South Korean international broadcaster

KBS World is the international broadcasting division of the South Korean broadcast television network Korean Broadcasting System. The division operates KBS World, KBS World Radio, and KBS Korea.

== History ==
The foreign-language radio broadcast from KBS (before its restructure into a public broadcaster in March 1973) was started as "The Voice of Free Korea" in 1953. It officially became a part of KBS in July 1968. The station was renamed Radio Korea in March 1973, and then Radio Korea International in August 1994.

In July 2003, KBS World, an international television channel aimed at Koreans abroad, started broadcasting. In March 2005, Radio Korea International became KBS World Radio. Most of the programs are subtitled for the audience they are broadcast to, in languages such as English, Chinese, Malay, Vietnamese, and Indonesian.

== Services ==
=== Radio ===

KBS World Radio is South Korea's sole foreign language promotional broadcast for the entire world.
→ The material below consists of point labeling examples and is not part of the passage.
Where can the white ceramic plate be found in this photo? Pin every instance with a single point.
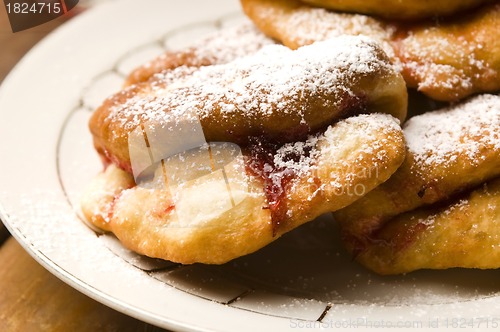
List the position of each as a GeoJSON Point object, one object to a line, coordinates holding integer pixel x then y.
{"type": "Point", "coordinates": [304, 280]}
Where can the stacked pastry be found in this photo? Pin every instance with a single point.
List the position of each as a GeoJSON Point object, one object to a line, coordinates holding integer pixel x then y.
{"type": "Point", "coordinates": [211, 157]}
{"type": "Point", "coordinates": [214, 151]}
{"type": "Point", "coordinates": [441, 208]}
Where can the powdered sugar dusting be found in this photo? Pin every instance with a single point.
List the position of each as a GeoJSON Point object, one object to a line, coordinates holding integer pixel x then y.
{"type": "Point", "coordinates": [274, 81]}
{"type": "Point", "coordinates": [438, 61]}
{"type": "Point", "coordinates": [313, 24]}
{"type": "Point", "coordinates": [461, 131]}
{"type": "Point", "coordinates": [231, 43]}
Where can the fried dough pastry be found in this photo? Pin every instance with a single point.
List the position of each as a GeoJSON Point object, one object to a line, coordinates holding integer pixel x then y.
{"type": "Point", "coordinates": [222, 46]}
{"type": "Point", "coordinates": [464, 233]}
{"type": "Point", "coordinates": [453, 59]}
{"type": "Point", "coordinates": [449, 151]}
{"type": "Point", "coordinates": [446, 60]}
{"type": "Point", "coordinates": [278, 94]}
{"type": "Point", "coordinates": [295, 24]}
{"type": "Point", "coordinates": [268, 192]}
{"type": "Point", "coordinates": [398, 9]}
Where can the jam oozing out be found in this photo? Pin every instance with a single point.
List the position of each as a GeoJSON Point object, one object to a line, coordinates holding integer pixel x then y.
{"type": "Point", "coordinates": [260, 162]}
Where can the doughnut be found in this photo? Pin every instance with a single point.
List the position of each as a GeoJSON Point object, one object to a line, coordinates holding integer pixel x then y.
{"type": "Point", "coordinates": [278, 94]}
{"type": "Point", "coordinates": [448, 151]}
{"type": "Point", "coordinates": [221, 46]}
{"type": "Point", "coordinates": [463, 233]}
{"type": "Point", "coordinates": [398, 9]}
{"type": "Point", "coordinates": [295, 24]}
{"type": "Point", "coordinates": [446, 60]}
{"type": "Point", "coordinates": [225, 210]}
{"type": "Point", "coordinates": [453, 59]}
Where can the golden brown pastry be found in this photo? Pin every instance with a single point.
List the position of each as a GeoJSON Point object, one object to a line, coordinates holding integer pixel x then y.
{"type": "Point", "coordinates": [278, 94]}
{"type": "Point", "coordinates": [452, 59]}
{"type": "Point", "coordinates": [447, 60]}
{"type": "Point", "coordinates": [221, 46]}
{"type": "Point", "coordinates": [463, 233]}
{"type": "Point", "coordinates": [233, 208]}
{"type": "Point", "coordinates": [398, 9]}
{"type": "Point", "coordinates": [449, 151]}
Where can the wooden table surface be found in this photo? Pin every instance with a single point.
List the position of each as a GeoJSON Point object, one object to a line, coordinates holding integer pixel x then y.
{"type": "Point", "coordinates": [32, 299]}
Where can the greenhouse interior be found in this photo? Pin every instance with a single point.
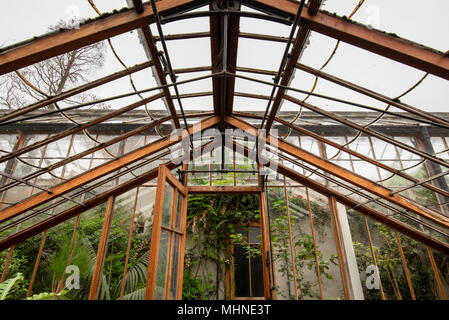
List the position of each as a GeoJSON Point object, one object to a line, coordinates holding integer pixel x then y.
{"type": "Point", "coordinates": [224, 150]}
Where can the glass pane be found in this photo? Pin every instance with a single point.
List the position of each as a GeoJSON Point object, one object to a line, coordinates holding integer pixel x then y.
{"type": "Point", "coordinates": [241, 272]}
{"type": "Point", "coordinates": [254, 235]}
{"type": "Point", "coordinates": [161, 270]}
{"type": "Point", "coordinates": [175, 267]}
{"type": "Point", "coordinates": [167, 205]}
{"type": "Point", "coordinates": [179, 202]}
{"type": "Point", "coordinates": [256, 276]}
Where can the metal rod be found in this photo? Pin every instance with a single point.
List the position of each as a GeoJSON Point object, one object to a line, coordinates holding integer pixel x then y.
{"type": "Point", "coordinates": [169, 66]}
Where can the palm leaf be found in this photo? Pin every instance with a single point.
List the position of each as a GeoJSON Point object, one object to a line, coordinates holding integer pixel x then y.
{"type": "Point", "coordinates": [138, 294]}
{"type": "Point", "coordinates": [136, 275]}
{"type": "Point", "coordinates": [8, 287]}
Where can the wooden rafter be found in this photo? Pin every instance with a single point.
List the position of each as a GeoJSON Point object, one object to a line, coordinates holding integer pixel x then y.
{"type": "Point", "coordinates": [389, 46]}
{"type": "Point", "coordinates": [372, 213]}
{"type": "Point", "coordinates": [101, 29]}
{"type": "Point", "coordinates": [89, 204]}
{"type": "Point", "coordinates": [342, 173]}
{"type": "Point", "coordinates": [98, 172]}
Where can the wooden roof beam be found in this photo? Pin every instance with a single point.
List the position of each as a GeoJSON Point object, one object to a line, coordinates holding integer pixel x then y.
{"type": "Point", "coordinates": [342, 173]}
{"type": "Point", "coordinates": [372, 213]}
{"type": "Point", "coordinates": [387, 45]}
{"type": "Point", "coordinates": [98, 172]}
{"type": "Point", "coordinates": [57, 43]}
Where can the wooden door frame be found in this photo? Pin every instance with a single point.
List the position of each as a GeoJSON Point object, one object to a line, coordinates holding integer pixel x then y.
{"type": "Point", "coordinates": [164, 175]}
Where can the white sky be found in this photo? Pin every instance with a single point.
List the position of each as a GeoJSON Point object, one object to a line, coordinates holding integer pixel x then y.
{"type": "Point", "coordinates": [423, 22]}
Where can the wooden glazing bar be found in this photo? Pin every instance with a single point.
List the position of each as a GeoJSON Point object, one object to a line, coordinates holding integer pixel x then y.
{"type": "Point", "coordinates": [128, 248]}
{"type": "Point", "coordinates": [292, 249]}
{"type": "Point", "coordinates": [373, 255]}
{"type": "Point", "coordinates": [404, 264]}
{"type": "Point", "coordinates": [436, 273]}
{"type": "Point", "coordinates": [315, 250]}
{"type": "Point", "coordinates": [102, 250]}
{"type": "Point", "coordinates": [340, 249]}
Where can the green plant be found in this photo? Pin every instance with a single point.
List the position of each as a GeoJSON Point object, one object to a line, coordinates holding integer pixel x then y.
{"type": "Point", "coordinates": [11, 287]}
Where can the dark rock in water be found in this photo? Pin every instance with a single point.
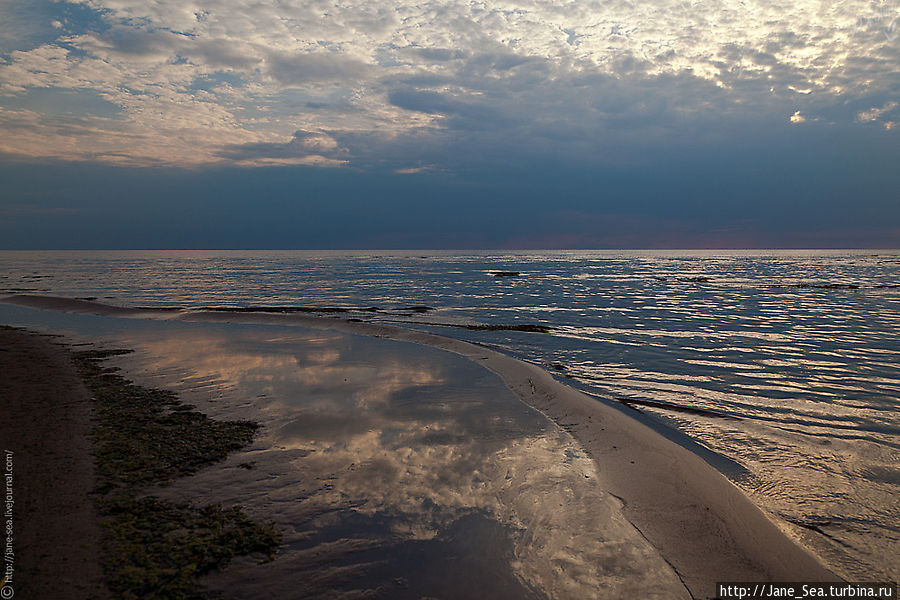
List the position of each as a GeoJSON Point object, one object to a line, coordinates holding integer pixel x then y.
{"type": "Point", "coordinates": [527, 327]}
{"type": "Point", "coordinates": [418, 309]}
{"type": "Point", "coordinates": [286, 309]}
{"type": "Point", "coordinates": [837, 286]}
{"type": "Point", "coordinates": [823, 286]}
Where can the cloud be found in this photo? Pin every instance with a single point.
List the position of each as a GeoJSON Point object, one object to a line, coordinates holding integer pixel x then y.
{"type": "Point", "coordinates": [583, 81]}
{"type": "Point", "coordinates": [303, 148]}
{"type": "Point", "coordinates": [293, 69]}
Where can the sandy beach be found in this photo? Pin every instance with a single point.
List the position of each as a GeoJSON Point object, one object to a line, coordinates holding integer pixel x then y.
{"type": "Point", "coordinates": [46, 425]}
{"type": "Point", "coordinates": [700, 526]}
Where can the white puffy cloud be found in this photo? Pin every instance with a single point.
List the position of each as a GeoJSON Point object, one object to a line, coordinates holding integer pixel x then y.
{"type": "Point", "coordinates": [197, 81]}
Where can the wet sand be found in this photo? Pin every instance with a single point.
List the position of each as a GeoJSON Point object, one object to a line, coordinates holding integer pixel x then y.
{"type": "Point", "coordinates": [46, 421]}
{"type": "Point", "coordinates": [700, 523]}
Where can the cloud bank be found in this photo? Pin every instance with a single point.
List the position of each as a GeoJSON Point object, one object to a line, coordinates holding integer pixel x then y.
{"type": "Point", "coordinates": [407, 85]}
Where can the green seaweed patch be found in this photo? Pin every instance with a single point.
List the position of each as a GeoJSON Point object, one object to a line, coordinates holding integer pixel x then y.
{"type": "Point", "coordinates": [155, 548]}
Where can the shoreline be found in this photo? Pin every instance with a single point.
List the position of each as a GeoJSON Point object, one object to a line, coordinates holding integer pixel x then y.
{"type": "Point", "coordinates": [46, 424]}
{"type": "Point", "coordinates": [702, 524]}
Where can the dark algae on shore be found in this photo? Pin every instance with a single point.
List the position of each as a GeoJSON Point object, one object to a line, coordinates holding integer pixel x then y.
{"type": "Point", "coordinates": [155, 548]}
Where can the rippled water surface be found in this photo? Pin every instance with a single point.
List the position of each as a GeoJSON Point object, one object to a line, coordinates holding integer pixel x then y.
{"type": "Point", "coordinates": [787, 363]}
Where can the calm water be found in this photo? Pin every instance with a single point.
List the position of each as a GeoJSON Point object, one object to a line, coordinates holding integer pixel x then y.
{"type": "Point", "coordinates": [791, 359]}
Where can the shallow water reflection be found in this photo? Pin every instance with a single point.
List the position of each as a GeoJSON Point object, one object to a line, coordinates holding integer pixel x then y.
{"type": "Point", "coordinates": [393, 470]}
{"type": "Point", "coordinates": [400, 471]}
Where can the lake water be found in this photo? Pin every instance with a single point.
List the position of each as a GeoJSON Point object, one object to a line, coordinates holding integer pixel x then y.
{"type": "Point", "coordinates": [783, 368]}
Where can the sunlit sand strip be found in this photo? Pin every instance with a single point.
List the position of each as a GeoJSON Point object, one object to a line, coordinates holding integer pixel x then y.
{"type": "Point", "coordinates": [704, 526]}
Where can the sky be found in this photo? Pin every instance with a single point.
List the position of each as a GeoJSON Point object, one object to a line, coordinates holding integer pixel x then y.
{"type": "Point", "coordinates": [438, 124]}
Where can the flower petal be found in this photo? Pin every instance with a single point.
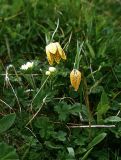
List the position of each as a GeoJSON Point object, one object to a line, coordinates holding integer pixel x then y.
{"type": "Point", "coordinates": [50, 58]}
{"type": "Point", "coordinates": [52, 48]}
{"type": "Point", "coordinates": [60, 50]}
{"type": "Point", "coordinates": [75, 78]}
{"type": "Point", "coordinates": [57, 57]}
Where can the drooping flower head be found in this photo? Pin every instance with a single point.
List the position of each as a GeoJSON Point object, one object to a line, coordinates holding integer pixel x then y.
{"type": "Point", "coordinates": [75, 78]}
{"type": "Point", "coordinates": [55, 53]}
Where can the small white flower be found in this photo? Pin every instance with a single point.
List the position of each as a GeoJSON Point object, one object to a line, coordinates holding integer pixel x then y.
{"type": "Point", "coordinates": [48, 73]}
{"type": "Point", "coordinates": [27, 66]}
{"type": "Point", "coordinates": [52, 69]}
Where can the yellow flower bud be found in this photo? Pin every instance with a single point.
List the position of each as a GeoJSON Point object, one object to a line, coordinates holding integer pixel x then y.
{"type": "Point", "coordinates": [50, 58]}
{"type": "Point", "coordinates": [75, 78]}
{"type": "Point", "coordinates": [60, 50]}
{"type": "Point", "coordinates": [55, 52]}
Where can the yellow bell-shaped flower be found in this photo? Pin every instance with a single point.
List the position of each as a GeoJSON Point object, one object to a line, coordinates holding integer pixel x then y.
{"type": "Point", "coordinates": [75, 78]}
{"type": "Point", "coordinates": [54, 52]}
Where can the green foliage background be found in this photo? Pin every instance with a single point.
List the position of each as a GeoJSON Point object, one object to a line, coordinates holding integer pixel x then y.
{"type": "Point", "coordinates": [25, 27]}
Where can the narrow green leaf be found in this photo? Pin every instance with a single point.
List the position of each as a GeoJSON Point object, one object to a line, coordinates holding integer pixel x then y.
{"type": "Point", "coordinates": [91, 51]}
{"type": "Point", "coordinates": [103, 106]}
{"type": "Point", "coordinates": [113, 119]}
{"type": "Point", "coordinates": [6, 122]}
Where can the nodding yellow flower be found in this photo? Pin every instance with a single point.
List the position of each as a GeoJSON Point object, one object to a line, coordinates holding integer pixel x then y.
{"type": "Point", "coordinates": [55, 52]}
{"type": "Point", "coordinates": [50, 58]}
{"type": "Point", "coordinates": [75, 78]}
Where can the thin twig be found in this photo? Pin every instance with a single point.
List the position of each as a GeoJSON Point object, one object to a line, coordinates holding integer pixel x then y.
{"type": "Point", "coordinates": [39, 92]}
{"type": "Point", "coordinates": [93, 126]}
{"type": "Point", "coordinates": [6, 104]}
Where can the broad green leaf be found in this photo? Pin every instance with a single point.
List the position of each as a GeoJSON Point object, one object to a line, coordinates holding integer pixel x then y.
{"type": "Point", "coordinates": [113, 119]}
{"type": "Point", "coordinates": [7, 152]}
{"type": "Point", "coordinates": [6, 122]}
{"type": "Point", "coordinates": [86, 154]}
{"type": "Point", "coordinates": [52, 145]}
{"type": "Point", "coordinates": [97, 140]}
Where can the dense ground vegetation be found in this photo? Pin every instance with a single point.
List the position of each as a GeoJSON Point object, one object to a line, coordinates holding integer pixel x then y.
{"type": "Point", "coordinates": [41, 116]}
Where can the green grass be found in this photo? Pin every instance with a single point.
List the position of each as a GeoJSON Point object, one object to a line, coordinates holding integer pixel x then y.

Its programming features news, culture, music, entertainment, as well as Korean lessons.

KBS World Radio currently broadcasts in Korean, English, Japanese, French, Russian, Mandarin, Spanish, Indonesian, Arabic, German, Vietnamese and Cantonese.

=== Television ===

Former KBS World logo used from 2003 to 2009.

KBS World's TV programming is sourced from KBS's domestic television services, with older drama series aired in the case where latest drama series has sold to other licensors outside South Korea, such as Netflix, Amazon Prime Video, Disney+ and even (for Southeast Asia, Middle East and South Africa) Viu or (for all other markets) Viki/Kocowa. It mainly broadcast in Korean, but subtitles in English, Malay and Chinese are also provided.

There are four separate general entertainment KBS World services operated by KBS's subsidiaries tailored to specific markets: the Japanese version of KBS World, operated by KBS Japan, targets Japanese audiences, the Indonesian version of KBS World, operated by OKTN, targets Indonesian audiences, while KBS America (in English) and KBS Latino (in Spanish, Portuguese) target audiences in North and South America such as Mexico and Brazil.

Additionally, KBS World 24 was a news and documentary channel that was available for free online. On July 1, 2021, the channel was rebrand as KBS Korea, focusing on Korean programming from KBS1, mainly on News and Culture, tailored for Overseas Koreans.